ETL (extract, transform, and load)
ETL enables companies to take data from one database and move it
to another database. ETL is accomplished by extracting data from
the database that it originally is kept in, transforming the data into a
format that can be used in the database that the data is being moved
to, and then loading the transformed data into the database it is
being moved to. The ETL process enables companies to move data
in and out of different data storage areas to create new
combinations of data for analytics queries and reports.
Hadoop
Administered by the Apache Software Foundation, Hadoop is a
batch processing software framework that enables the distributed
processing of large data sets across clusters of computers.
HANA
A software/hardware in-memory computing platform from SAP
designed to process high-volume transactions and real-time
analytics.
Legacy system
An established computer system, application, or technology that
continues to be used because of the value it provides to the
enterprise.
Map/reduce
A big data batch processing framework that breaks up a data
analysis problem into pieces that are then mapped and distributed
across multiple computers on the same network or cluster, or across
a grid of disparate and possibly geographically separated systems.
The data analytics performed on this data are then collected and
combined into a distilled or "reduced" report.
System of record (SOR) data
Data that is typically found in fixed record lengths, with at least one
field in the data record serving as a data key or access field. System
of records data makes up company transaction files, such as orders
that are entered, parts that are shipped, bills that are sent, and
records of customer names and addresses.
Three tips on how to tackle big data storage management and
safekeeping chore:
Data stores continue to be overwhelmed by big data, so why don't
data center managers get rid of excess big data that isn't of use?

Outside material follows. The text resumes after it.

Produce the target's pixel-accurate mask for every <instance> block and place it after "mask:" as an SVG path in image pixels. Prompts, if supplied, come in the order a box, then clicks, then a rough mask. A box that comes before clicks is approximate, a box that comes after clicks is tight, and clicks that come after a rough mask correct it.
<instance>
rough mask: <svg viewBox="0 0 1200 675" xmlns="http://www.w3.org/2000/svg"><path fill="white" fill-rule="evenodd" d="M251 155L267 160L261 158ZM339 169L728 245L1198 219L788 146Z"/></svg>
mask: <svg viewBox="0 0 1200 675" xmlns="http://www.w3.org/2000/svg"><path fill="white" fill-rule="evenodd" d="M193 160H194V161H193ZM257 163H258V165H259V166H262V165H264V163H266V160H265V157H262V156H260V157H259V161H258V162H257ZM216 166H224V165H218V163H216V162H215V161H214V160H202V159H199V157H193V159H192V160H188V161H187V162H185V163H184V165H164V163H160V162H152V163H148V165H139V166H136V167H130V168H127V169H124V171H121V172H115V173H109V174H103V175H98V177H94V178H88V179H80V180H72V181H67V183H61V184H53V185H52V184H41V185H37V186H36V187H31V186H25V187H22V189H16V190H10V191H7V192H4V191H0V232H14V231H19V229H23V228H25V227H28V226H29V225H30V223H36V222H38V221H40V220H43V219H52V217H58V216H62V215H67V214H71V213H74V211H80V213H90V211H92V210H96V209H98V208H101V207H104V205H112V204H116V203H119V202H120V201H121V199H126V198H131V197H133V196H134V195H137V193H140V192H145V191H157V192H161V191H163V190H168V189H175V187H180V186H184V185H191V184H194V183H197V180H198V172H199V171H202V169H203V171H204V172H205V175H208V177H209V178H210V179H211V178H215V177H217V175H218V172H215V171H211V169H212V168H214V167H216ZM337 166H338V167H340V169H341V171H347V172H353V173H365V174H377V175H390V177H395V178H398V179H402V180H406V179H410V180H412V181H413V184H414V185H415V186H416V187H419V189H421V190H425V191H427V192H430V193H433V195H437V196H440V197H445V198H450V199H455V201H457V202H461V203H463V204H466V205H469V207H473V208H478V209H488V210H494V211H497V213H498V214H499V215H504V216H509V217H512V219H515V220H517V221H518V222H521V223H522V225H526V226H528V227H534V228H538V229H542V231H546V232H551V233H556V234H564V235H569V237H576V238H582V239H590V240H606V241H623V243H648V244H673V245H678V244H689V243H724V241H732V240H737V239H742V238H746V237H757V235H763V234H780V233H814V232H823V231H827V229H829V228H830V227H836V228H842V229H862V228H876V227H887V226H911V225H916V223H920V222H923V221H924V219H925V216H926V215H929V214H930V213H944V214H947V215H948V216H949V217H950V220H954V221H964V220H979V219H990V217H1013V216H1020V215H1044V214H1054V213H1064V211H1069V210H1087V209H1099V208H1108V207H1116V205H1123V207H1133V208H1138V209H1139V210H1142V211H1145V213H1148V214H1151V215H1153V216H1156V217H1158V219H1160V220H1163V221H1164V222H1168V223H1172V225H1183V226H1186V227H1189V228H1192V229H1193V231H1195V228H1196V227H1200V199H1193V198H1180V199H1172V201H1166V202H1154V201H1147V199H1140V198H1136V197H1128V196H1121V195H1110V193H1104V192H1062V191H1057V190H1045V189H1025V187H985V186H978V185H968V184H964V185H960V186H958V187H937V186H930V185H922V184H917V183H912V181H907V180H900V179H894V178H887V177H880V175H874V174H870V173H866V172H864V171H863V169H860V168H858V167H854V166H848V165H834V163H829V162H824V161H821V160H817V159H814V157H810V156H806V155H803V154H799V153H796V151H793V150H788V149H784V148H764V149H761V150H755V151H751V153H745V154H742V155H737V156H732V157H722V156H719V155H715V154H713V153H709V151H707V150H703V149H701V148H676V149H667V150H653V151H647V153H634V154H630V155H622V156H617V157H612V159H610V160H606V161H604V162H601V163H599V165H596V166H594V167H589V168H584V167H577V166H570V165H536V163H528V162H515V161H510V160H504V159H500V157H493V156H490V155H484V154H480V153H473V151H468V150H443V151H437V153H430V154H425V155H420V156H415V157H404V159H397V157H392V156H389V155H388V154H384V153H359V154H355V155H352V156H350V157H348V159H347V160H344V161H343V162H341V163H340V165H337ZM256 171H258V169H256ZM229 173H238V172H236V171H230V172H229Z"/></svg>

The main reason why is fear of missing out on any possible uses of
big data analytics. There is an ever-present thought that the Vice-
President of marketing might one day ask for a long-term trends
analysis of product sales over the past 20 years. Companies have
made use of data that old, and you never know where new
governance and regulatory requirements might take you, so why not
hold on to the data to be safe?
There is also the very real possibility that these vast stores of data
will go unused for years and even decades, while companies continue
to steadfastly store and maintain them. Gartner (2001), refers to this
unused data as "dark" data, and defines it as "the information
assets organizations collect, process and store during regular
business activities, but generally fail to use for other purposes (for
example, analytics, business relationships and direct monetizing).

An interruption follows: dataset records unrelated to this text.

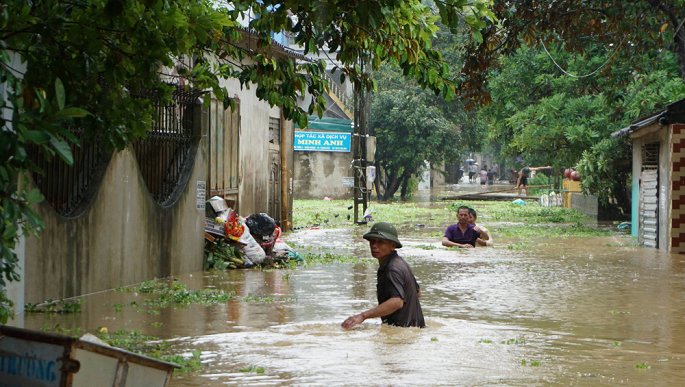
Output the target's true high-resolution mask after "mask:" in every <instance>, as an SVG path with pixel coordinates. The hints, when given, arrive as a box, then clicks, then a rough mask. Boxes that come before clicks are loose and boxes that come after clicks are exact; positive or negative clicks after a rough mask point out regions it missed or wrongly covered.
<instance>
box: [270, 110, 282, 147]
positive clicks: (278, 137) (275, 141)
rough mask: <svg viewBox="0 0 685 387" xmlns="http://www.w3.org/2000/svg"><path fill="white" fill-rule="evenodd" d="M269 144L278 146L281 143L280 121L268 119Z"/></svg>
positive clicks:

Similar to dark matter in physics, dark data often comprises most
organizations' universe of information assets. Thus, organizations
often retain dark data for compliance purposes only. Storing and
securing data typically incurs more expense (and sometimes greater
risk) than value because often organizations don't classify it or
intend to use it."
"Data is dark when we do not know it exists, when we can not find
it, when we cannot interpret it, and when we cannot share or
interface with it." Colgan, the director of information governance
solutions for Nuix, helps companies manage growing volumes of
unidentified, unstructured data that sits in their storage
repositories. "Sometimes data goes dark because we're simply too
busy to deal with it, so we push it to the side and ignore it."
So, how can you "lighten up" dark data and still ensure you retain
necessary data?
Here are three suggestions:
1: Filter data
If you are using machine- or internet-generated big data, you are
getting a lot of noise as well as useful information. Data filtration
that can isolate the information you want and eliminate the rest is
one way to purify data feeds before you end up with a lot of
unidentifiable junk in your data repositories. Vendors and tools can
help you with this data cleansing process, but they can't help if you
haven't identified the present and most likely future pieces of data
that your business will need.
2: Export data
If you are concerned about retaining information for decades for
purposes of governance or long-term trends analysis, start exporting
this data to a trusted cloud-based vendor for safekeeping. You can
bring the data back into your data center for analysis when the time
comes.
3: Define data retention policies
The hallmark of excellent data center management is to be as
aggressive in defining data retention polices with business users for
big data as you are with systems of record data.